93. (92-93) Onlara, «Allah'ı bırakıp da taptıklarınız, hani nerede? Size yardım edebiliyorlar mı veya kendilerini kurtarabiliyorlar mı?» denilir.
94. Ve arkasından hep onlar (putlar ve azgınlar) o cehennemin içine fırlatılmaktadırlar.
95. (95-96) Ve bütün o İblis orduları onun içinde birbirleriyle çekişirlerken dediler ki:
96. (95-96) Ve bütün o İblis orduları onun içinde birbirleriyle çekişirlerken dediler ki:
97. «Vallahi biz, gerçekten apaçık bir sapıklık içindeymişiz.»
98. «Çünkü biz sizi, âlemlerin Rabbi ile bir seviyede tutuyorduk.»
99. «Ve bizi hep o günahkarlar saptırdı.»
100. «Bak bizim için ne şefaatçiler var,»
101. «Ne de yakın bir dost.»
102. «Ah keşke (dünyaya) bir kere daha dönebilsek de, müminlerden olabilseydik.»
103. Şüphesiz bunda bir âyet (alınacak bir ders) vardır; oysa çokları iman etmiş değillerdir.

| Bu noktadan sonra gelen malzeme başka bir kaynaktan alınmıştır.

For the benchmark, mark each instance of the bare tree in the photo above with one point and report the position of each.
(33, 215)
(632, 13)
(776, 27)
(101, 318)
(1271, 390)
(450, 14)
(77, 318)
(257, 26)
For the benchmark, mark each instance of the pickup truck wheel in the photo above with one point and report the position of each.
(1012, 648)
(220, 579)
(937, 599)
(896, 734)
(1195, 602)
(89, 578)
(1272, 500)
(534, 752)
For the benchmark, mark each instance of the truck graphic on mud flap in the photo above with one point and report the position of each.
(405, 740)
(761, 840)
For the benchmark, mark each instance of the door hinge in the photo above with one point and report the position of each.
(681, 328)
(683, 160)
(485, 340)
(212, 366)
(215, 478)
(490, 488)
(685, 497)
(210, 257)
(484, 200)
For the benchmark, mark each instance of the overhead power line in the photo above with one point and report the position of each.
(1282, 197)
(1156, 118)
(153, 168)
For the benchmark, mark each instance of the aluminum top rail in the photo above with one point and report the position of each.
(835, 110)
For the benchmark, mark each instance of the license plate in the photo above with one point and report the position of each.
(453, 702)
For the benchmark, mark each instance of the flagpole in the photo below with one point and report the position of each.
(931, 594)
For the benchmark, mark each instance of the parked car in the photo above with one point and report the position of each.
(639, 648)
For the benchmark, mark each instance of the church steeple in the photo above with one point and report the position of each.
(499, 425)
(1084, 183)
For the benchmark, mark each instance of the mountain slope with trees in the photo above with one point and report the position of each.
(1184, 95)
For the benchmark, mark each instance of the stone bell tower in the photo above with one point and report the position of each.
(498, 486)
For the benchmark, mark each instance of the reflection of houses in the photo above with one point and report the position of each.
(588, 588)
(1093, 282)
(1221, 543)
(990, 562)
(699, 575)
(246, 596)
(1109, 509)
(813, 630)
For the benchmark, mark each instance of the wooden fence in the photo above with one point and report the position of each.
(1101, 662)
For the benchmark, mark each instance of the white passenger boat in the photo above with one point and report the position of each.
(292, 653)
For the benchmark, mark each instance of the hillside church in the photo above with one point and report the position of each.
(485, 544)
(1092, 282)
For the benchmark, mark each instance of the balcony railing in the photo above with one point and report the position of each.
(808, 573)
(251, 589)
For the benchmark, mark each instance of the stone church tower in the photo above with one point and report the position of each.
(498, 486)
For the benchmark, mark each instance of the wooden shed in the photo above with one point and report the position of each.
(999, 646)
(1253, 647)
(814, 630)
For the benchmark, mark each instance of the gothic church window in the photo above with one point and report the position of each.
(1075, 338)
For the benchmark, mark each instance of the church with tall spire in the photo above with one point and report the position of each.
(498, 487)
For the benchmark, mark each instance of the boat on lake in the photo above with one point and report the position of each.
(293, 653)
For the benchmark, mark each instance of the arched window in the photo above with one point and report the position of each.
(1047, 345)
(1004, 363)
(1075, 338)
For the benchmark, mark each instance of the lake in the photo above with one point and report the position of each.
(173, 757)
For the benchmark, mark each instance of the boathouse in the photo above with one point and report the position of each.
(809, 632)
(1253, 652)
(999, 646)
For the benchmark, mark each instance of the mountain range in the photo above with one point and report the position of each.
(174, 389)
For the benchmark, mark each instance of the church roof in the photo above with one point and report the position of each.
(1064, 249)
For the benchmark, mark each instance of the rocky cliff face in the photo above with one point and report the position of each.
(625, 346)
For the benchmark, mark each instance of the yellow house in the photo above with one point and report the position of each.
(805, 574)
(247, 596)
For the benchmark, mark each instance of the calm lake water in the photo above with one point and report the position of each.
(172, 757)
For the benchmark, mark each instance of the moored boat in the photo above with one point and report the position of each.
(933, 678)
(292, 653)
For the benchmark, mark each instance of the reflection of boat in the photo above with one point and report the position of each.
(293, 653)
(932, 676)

104. Ve şüphesiz Rabbin, işte O, mutlak galip ve engin merhamet sahibidir.
105. Nuh kavmi de peygamberleri yalancılıkla itham etti.
106. Hani kardeşleri Nuh onlara şöyle demişti: «Siz Allah'tan korkmaz mısınız?»
107. «Haberiniz olsun ki ben, size gönderilmiş güvenilir bir Peygamberim.
108. «Gelin artık, Allah'tan korkun ve bana itaat edin.»
109. «Buna karşılık ben sizden hiçbir ücret istemiyorum. Benim mükafaatımı verecek olan ancak, âlemlerin Rabbidir.»
110. «Gelin, artık, Allah'tan korkun ve bana itaat edin.»
111. «Â, dediler, senin ardına hep düşük kimseler düşmüşken, biz sana hiç inanır mıyız?»